The military didn’t listen to Cpt. Hoctor’s concerns that holding Bradley on Suicide Risk watch when he was in no danger of harming himself was detrimental to Bradley’s mental health. A detainee earlier that year had killed himself at Quantico, and Cpt. Hoctor explained that officials were keenly aware of the high-level of media scrutiny in Bradley’s case and was exerting extreme caution. However, they had no psychiatric reason, he said, to keep him on POI watch or to remove his clothes, and that the restrictive treatment left Bradley isolated, stressed, and depressed.


Later, while Bradley was still on Suicide Risk, Cpt. Hoctor asked if Bradley could get more time to exercise, as his already-slim frame was dropping weight quickly. He recommended that Bradley be integrated into the prison population, as he was becoming withdrawn and hadn’t had contact with his peers in months. He also told officials that Bradley needed more time outside, since he was only getting 20 minutes each day. In addition to these specific requests, in his weekly reports on Bradley’s mental health, Cpt. Hoctor continually recommended that Bradley be removed from POI watch.

Unfortunately, “They had made up their mind” to keep Bradley on POI watch, Cpt. Hoctor said. Quantico officials refused each specific offer and continued to ignore his weekly calls for reduced confinement treatment, again giving no explanation.

Defense lawyer David Coombs asked Col. Hoctor if he thought Quantico was running the risk of of endangering Bradley Manning, and Col. Hoctor said yes, it was, as these conditions might have “unintended consequences.” Coombs asked how Col. Hoctor would describe officials who didn’t consider these effects, and he said, “callous.”


When Cpt. Hoctor expressed his concerns, and the fact that Bradley’s restrictive conditions should not be justified with mental health language, to Col. Robert Oltman, Security Battalion Commander in charge of Quantico, Col. Oltman told him that Cpt. Hoctor should continue to report weekly but that “we’ll do what we want to do,” and that Bradley would be on POI watch for the foreseeable future.

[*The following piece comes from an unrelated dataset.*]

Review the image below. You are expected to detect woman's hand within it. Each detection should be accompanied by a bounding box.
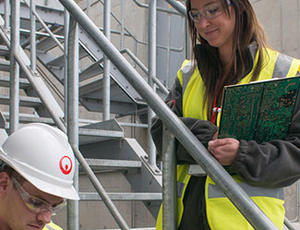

This made Cpt. Hoctor the “angriest [he’d] been in a long time,” as the treatment was “senseless,” had no psychiatric justification, and a Battalion Commander had never before said outright that such a confinement statues would continue indefinitely regardless of his recommendations. He also said that this treatment could harm Bradley, as “everyone has limits,” though “he’d been strong.”